According to new data from the Treasury Board Secretariat, the federal public service headcount shrank by more than 12,000, or about 3.5%, in the past year. This reduction aligns with Prime Minister Mark Carney's goal to cut the public service by around 30,000 by 2028/29.
While the 3.5% decline is welcome after a decade of rapid growth, the federal government's overall footprint continues to expand in other ways. Since 2015, the public service headcount is still up 34.3%, far outpacing population growth of 16.5% and private-sector employment plus self-employment growth of 15.0%.
Excluded Employees Mask True Size
The Treasury Board data includes active employees in the federal pay system as of March 31, 2026, but excludes many jobs paid for by the federal government that are not technically part of the public service. For example, Canada Post employs more than 60,000 workers and the CBC more than 7,000, but these Crown corporation employees are not counted in the secretariat's figures.

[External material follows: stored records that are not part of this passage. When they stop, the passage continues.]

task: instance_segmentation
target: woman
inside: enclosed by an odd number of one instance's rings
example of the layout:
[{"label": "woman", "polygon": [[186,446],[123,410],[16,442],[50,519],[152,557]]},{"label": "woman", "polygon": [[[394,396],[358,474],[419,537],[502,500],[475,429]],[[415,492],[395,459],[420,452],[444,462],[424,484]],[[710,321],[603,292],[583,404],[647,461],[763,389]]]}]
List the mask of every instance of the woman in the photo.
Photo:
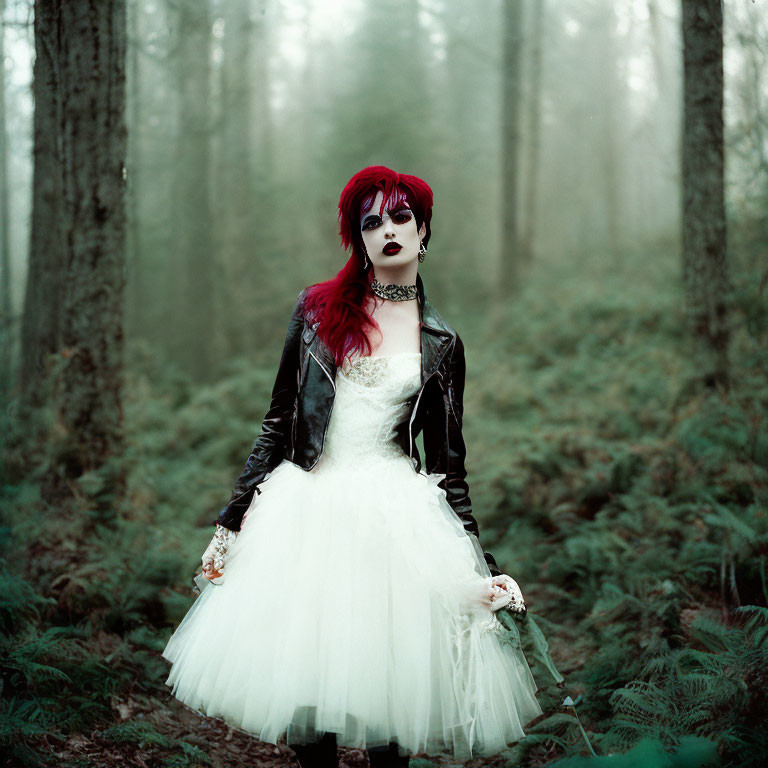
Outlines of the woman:
[{"label": "woman", "polygon": [[495,614],[522,594],[480,548],[465,481],[463,345],[418,275],[431,213],[424,181],[383,166],[344,188],[352,254],[299,294],[203,555],[217,586],[163,654],[181,701],[285,735],[305,767],[335,765],[337,743],[374,768],[497,754],[541,713]]}]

Many taxpayer-funded jobs are statistically counted as private-sector positions. For instance, the federal government recently announced $4.2 million in new spending to accelerate economic, business, and tourism growth in Timmins, Ontario. This includes a $421,820 handout to a resort for a conveyor-style lift for skiers, snowboarders, hikers, and mountain bikers. The workers manufacturing and installing this lift are effectively government-employed during that time but are counted as private-sector employees or self-employed contractors.

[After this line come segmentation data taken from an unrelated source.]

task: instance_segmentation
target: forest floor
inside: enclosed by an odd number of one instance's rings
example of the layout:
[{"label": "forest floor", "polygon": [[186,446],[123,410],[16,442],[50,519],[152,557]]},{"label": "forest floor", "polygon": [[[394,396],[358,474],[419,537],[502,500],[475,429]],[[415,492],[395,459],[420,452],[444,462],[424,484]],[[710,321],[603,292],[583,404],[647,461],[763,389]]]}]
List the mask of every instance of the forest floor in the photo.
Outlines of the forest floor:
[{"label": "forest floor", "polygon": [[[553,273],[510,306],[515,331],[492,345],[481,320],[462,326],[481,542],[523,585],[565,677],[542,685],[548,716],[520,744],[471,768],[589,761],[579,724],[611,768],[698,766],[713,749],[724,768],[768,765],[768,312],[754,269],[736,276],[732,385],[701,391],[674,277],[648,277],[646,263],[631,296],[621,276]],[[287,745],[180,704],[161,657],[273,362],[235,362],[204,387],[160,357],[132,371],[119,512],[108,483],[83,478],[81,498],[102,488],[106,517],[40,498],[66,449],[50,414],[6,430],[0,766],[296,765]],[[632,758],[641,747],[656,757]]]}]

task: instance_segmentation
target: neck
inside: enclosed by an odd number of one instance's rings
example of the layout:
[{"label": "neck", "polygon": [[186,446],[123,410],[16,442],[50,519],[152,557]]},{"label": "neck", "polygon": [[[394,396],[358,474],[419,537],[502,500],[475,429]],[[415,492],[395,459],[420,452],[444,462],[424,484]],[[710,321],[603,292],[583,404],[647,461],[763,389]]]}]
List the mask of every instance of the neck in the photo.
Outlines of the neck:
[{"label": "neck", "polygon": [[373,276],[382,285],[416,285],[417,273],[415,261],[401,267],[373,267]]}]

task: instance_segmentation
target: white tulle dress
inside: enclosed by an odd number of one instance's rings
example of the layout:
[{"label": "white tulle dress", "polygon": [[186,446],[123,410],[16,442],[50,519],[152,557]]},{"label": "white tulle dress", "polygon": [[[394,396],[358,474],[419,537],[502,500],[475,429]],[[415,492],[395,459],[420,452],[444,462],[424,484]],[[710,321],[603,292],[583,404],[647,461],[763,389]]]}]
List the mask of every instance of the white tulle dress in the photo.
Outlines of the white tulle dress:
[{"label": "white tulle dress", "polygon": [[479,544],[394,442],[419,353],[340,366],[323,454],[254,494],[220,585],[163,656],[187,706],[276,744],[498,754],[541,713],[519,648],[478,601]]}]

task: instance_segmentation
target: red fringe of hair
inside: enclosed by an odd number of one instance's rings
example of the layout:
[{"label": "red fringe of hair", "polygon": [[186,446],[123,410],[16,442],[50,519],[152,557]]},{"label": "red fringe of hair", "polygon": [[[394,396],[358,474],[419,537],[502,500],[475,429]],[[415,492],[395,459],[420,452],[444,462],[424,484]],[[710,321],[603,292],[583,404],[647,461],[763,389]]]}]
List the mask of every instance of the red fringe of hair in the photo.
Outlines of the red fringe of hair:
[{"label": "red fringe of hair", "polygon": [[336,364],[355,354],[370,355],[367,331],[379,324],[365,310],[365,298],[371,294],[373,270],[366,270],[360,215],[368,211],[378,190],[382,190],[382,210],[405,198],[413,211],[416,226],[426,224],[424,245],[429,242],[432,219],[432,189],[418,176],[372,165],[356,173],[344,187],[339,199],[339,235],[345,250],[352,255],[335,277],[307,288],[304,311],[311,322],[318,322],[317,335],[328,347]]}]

More Examples of Hidden Growth
Another example is a federal grant of $159,069 to expand a farmer's market pavilion, covering new signs, site improvements, and washrooms. Workers on this project will be paid with taxpayer money but classified as private-sector or self-employed workers.
According to Matthew Lau, an adjunct scholar at the Fraser Institute, these examples illustrate how the government's footprint extends beyond the official headcount. The latest fiscal forecast shows federal program spending (excluding net actuarial losses) rising from $489.9 billion in 2024/25 to $512.8 billion in 2025-26 and $536.1 billion in 2026-27. This indicates that Ottawa's footprint is expanding and taxpayer costs are rising, despite the reported decline in the public service headcount.
While shrinking the public service by 3.5% in one year is a positive step, there remains much more work before the federal government can be considered fiscally responsible.